Por: Mario Coca Morante

Tanto la agricultura tradicional como la extensiva no alcanzarían sus actuales niveles de producción si se dejarían de utilizar los agroquímicos. A estas alturas del crecimiento poblacional y del desarrollo tecnológico, los agroquímicos han terminado ocupando un sitial imprescindible en el sostenimiento de la rentabilidad de la agricultura. En las zonas altoandinas, los tubérculos como la papa y los granos como la quinua; en los valles interandinos, las hortalizas  como la cebolla y ajo, cereales como el maíz, trigo, etc. y frutales como el duraznero y manzano, y en las regiones de producción extensiva como la soya y trigo, no pueden prescindir del uso de fungicidas, insecticidas, herbicidas y una serie de otros insumos (nutrientes, hormonas, etc.) o aditamentos (aminoácidos), al punto de que, esta agricultura está convertida en una especie de “químico dependiente”. No tendría mucho caso desglosar esta relación, cultivo por cultivo, porque, en promedio se da en unos más que en otros, desde el “uso” hasta el “abuso”. En este marco de relación, el productor ha construido su economía familiar aparentemente sostenible y excepcionalmente exitosa, así como ha generado en su entorno social –asociaciones, mercados, etc.- y económico, también una imagen de sostenibilidad, pero, coyuntural y deleznable.

La relación de los agroquímicos con la agricultura tienen una historia antiquísima. Pero, es con la modernización, que se convierte en una tecnología casi indisoluble al conjunto de las otras tecnologías que continuamente emergen, ahora como productos de la biotecnología, tales como las semillas, fertilizantes, etc., que en conjunto hacen que los productores se sientan condicionados a su uso por la recompensa de una alta productividad. Es decir, hay una especie de imposición de un modelo de dependencia tecnológica, pero, no podría utilizarse una de ellas sin la otra, porque el resultado no será el mismo. Por ejemplo, el uso de semillas híbridas no alcanzaría el resultado esperado sino se aplican el resto de los ingredientes del “paquete” como los pesticidas –fungicidas, etc.-, fertilización, hormonas, correctores de pH, etc., y todo esto, “casado” a un tipo y calidad de equipos para su aplicación. En resumen, todo un “paquete” con el nombre de agroquímicos que se utilizan para alcanzar la productividad actual de tubérculos, hortalizas, cereales, frutales, etc.  O, dicho de otro modo, una agricultura, atrapada, en un modelo o sistema de tecnologías que actúan entrelazadas.

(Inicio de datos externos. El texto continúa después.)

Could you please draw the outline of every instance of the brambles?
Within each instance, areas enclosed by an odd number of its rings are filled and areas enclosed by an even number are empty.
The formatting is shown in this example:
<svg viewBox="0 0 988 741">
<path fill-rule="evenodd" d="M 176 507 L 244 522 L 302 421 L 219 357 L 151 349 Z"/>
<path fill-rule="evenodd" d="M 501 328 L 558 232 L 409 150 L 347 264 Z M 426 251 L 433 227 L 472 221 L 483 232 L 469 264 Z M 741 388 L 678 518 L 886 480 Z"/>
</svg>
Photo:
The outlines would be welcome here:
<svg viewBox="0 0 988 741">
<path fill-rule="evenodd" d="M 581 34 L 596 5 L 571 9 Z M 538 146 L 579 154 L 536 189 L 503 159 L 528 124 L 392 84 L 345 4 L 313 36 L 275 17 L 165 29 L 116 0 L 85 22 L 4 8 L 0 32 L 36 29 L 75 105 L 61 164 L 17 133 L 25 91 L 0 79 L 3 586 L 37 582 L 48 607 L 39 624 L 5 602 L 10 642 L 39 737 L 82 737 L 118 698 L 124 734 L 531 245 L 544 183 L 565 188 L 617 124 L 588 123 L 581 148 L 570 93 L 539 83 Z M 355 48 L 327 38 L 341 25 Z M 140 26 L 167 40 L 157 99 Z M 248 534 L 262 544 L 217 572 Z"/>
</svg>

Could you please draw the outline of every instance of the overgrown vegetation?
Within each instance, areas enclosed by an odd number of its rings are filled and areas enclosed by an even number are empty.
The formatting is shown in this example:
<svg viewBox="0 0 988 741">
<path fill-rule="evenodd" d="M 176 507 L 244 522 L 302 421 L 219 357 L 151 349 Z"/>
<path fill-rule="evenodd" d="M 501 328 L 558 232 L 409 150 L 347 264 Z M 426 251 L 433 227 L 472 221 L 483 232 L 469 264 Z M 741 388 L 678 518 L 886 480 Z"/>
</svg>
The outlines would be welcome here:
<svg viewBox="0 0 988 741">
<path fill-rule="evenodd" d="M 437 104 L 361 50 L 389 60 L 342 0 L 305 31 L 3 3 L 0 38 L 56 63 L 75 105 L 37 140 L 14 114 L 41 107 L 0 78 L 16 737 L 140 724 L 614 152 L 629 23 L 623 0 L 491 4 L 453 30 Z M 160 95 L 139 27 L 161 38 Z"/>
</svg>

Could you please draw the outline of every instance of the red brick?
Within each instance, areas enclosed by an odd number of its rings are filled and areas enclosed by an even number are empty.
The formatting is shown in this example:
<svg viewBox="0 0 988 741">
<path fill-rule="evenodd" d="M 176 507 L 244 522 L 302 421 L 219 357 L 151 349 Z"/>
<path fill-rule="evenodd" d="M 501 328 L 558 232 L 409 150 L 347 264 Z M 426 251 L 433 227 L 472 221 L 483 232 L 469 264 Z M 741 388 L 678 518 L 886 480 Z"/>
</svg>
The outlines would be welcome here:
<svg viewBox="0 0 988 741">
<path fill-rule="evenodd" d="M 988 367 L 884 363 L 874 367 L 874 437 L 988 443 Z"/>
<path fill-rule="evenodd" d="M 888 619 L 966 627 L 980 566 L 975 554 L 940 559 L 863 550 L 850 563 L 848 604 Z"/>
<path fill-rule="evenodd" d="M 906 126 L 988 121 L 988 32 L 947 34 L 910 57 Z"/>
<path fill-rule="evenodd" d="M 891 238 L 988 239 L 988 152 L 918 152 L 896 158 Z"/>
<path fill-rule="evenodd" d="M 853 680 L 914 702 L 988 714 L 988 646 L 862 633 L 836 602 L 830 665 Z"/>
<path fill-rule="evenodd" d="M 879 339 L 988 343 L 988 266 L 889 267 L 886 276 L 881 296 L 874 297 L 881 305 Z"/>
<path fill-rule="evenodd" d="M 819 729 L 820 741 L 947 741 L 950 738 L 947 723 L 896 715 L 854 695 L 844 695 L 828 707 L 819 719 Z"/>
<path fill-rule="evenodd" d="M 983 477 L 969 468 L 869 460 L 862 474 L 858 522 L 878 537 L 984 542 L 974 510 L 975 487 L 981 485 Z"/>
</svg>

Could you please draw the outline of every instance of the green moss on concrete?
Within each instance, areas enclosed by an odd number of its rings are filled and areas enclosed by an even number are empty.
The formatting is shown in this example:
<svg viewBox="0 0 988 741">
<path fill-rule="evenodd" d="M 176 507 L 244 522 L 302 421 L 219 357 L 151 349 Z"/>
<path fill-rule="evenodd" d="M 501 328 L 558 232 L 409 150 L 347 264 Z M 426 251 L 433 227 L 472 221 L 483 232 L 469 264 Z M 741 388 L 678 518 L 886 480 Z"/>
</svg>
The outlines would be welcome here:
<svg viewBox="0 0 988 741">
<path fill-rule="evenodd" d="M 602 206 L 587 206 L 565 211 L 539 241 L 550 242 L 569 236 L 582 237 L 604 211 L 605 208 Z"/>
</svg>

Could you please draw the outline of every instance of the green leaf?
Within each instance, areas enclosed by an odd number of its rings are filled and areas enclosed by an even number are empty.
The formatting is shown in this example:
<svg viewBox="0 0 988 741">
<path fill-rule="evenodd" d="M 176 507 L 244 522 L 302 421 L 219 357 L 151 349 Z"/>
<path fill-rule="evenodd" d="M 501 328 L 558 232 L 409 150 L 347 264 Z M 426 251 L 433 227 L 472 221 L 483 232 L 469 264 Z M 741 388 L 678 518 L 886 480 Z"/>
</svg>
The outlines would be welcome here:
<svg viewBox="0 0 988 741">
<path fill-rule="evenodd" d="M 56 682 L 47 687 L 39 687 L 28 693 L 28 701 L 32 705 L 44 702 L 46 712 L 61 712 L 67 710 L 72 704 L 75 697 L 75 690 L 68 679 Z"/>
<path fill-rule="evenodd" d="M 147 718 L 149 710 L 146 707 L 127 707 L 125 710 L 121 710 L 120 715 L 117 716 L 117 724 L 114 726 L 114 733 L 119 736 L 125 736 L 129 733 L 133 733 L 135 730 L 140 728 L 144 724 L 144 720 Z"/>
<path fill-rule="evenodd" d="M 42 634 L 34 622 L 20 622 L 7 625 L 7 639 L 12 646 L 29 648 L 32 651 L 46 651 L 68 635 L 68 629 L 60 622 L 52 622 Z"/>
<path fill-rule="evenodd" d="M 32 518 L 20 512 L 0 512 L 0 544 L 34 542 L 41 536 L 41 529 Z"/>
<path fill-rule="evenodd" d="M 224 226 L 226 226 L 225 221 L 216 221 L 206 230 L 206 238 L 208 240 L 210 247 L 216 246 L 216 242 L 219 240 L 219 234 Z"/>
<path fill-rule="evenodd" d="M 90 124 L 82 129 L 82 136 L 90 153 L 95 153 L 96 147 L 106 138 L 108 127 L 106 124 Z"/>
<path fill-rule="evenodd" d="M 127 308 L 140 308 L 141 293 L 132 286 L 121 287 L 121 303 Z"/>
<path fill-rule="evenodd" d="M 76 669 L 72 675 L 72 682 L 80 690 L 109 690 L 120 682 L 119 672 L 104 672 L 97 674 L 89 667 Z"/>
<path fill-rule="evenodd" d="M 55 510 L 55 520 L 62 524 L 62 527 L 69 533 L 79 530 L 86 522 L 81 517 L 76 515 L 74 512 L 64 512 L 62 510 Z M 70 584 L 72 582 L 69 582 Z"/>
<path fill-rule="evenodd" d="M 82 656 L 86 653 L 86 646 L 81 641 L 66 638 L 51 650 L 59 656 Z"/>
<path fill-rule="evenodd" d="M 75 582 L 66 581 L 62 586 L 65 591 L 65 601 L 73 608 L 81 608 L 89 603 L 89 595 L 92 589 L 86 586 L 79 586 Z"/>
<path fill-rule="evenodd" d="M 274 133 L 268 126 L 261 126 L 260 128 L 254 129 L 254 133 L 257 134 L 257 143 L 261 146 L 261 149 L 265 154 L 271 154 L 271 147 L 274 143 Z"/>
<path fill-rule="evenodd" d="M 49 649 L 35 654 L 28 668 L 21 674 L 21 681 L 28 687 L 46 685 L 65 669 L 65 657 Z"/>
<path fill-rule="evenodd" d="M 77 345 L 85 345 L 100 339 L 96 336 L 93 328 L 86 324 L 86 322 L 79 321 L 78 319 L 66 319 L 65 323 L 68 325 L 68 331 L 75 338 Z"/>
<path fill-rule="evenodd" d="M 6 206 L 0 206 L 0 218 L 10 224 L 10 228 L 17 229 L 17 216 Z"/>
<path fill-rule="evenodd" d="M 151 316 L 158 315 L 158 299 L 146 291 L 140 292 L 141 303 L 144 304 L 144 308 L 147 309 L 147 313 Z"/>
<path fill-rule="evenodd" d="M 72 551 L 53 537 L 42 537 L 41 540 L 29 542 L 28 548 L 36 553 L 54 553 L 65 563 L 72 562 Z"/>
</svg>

Para que estas tecnologías se vean como “imprescindibles” en la agricultura, se debe a que en la práctica los productores ven traducidos su inversión y esfuerzo en mayor productividad y retorno económico. Por ello, puede considerarse que este tipo de tecnologías en el “corto plazo” demuestran un impacto exitoso. Pero, en el mediano y largo plazo, los productores también se encuentran conscientes de que se convierten en promotores de un deterioro sistemático de la calidad del medio ambiente en general.

Por otra parte, el éxito de corto plazo de estas tecnologías también radica en que los recursos suelo y agua vienen de procesos de un continuo “agotamiento”, porque la agricultura en las alturas y los valles interandinos no es solo de los últimos decenios, sino que viene desde mucho más antes al uso de las tecnologías modernas. AsImismo, las políticas de Estado, para fomentar la producción de alimentos, mejorar las condiciones de vida de los productores y la economía nacional, también son un factor de presión al uso intensivo de los suelos, uso indiscriminado del agua, de las semillas, etc., con consecuencias que generaron las condiciones “ideales” para una completa aceptación para el uso de este tipo de tecnologías. Ante este panorama de agricultura dependiente, pensar en desarmar el esquema quitando lo agroquímico, simplemente, será como pretender quitar la productividad y la economía de vida. Por ello, no sería tan simple, sino, complejo. Y el camino, quizás debería ir por cambiar el esquema o paradigma. Un nuevo esquema que contenga “alternativas tecnológicas” capaces de sostener la productividad y que tenga la capacidad de un Estado que, a través de sus instituciones, pueda generar alternativas tecnológicas. Pero, el Estado, desde que tuvo su única experiencia con el IBTA repite el modelo, y, en esencia, nunca propuso una nueva visión a pesar de los discursos sobre la madre tierra, la seguridad y soberanía alimentaria, etc. Entre tanto, las tecnologías de la relación agricultura-agroquímicos continuaran vigentes sosteniendo la productividad y la economía, pero, profundizando la crisis del desastre ecológico y el deterioro de los recursos suelo-agua.